Fantasmi in spiaggia
I nostri pensieri sono ancora tutti assorbiti dalle ossessioni vacanziere: come se a giugno partisse un conto alla rovescia, fluttuante sul nostro capo come in Death Note, che scandisce quanti giorni mancano alla fine dell'estate.
L'estate non basta mai, e ci prende l'angoscia... le parti a tempo, nei videogiochi, non mi sono mai piaciute.
Viaggi e/vacanze fatti o da organizzare non ci impediranno però, almeno su queste pagine, di interessarci tantissimo alle cose che succedono al di là dello schermo.
Come sempre, da ormai un quarto di secolo.
Settimana scorsa abbiamo tentato una sintesi tra queste pulsioni contrastanti: sole & mare vs la penombra della cameretta, e abbiamo catalogato alcuni videogiochi-mondo in cui fare i turisti virtuali.
Ci vorrei aggiungere anche l'ultimo giochetto di Guerre Stellari. L'idea migliore di Star Wars Outlaws sono le lunghe e dettagliatissime sequenze interattive in cui ci gustiamo il piatto tipico di ciascun pianeta. Ci fanno sentire davvero turisti spaziali, o perlomeno camionisti spaziali che pasteggiano nelle osterie più malfamate della galassia.

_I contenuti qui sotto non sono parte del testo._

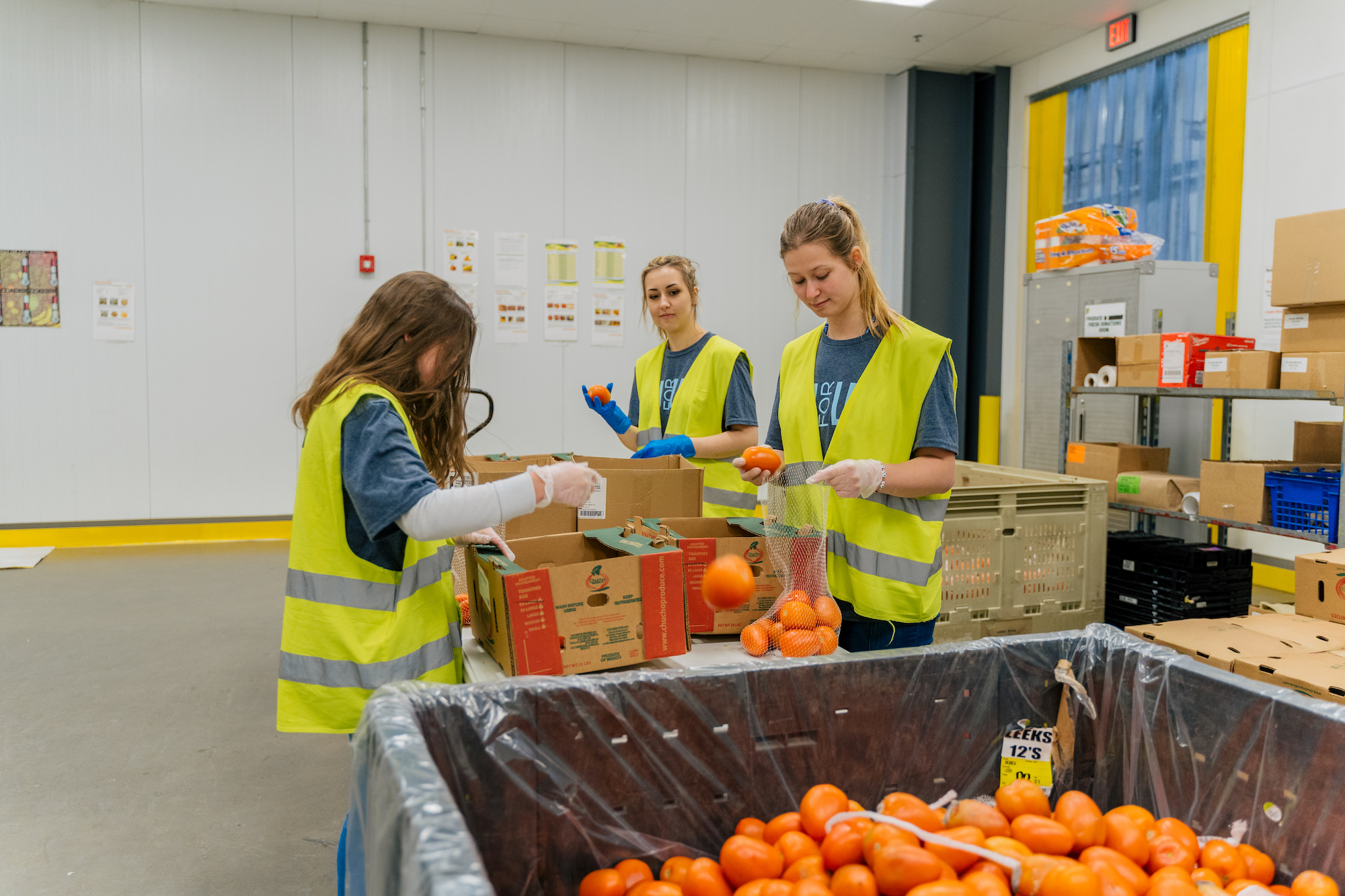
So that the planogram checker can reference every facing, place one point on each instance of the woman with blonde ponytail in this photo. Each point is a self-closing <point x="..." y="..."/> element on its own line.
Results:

Ecco, vedi Ubisoft carissima che non ce l'ho con te per partito preso... sai farti detestare fortissimo, ma quando i tuoi ventimila impiegati nonostante tutti i tuoi sforzi per sopprimerli riescono a far brillare una debolissima scintilla di Grazia... io sono lì a coglierla.
Oggi però vorrei dirigere il mio pensiero verso il cinema, da tanto tempo assente su queste sacre colonne.
Sarei tentato di dire che non c'è stato nulla di interessante ultimamente, ma da quando in qua siamo vincolati a parlare solo di film nuovi? Spesso e volentieri mi sono lasciato trascinare dalla passione per roba vecchia... una passione insana che fa male ai numeri, ai clic, agli investitori pubblicitar-... HA HA HA!
Noi qui siamo liberi come i dervisci del deserto, e altrettanto solitari: non dobbiamo render conto a nessuno, tranne che all'Arte.
“Perdonate i miei peccati letterari, gli altri non contano”.
Sono molti i film con cui ho fatto viaggi vorticosi ultimamente, ma a proposito di peccati letterari sarà bene sceglierne uno solo per oggi: Exhuma (2024).
O Pamyo nell'originale coreano, ma preferisco il titolo più pacchiano da filmaccio di serie Z. Sì, un film coreano: sono un gran snob e mi irrita la popolarità di cui gode oggi questo cinema, sono geloso e vorrei parlarne solo io!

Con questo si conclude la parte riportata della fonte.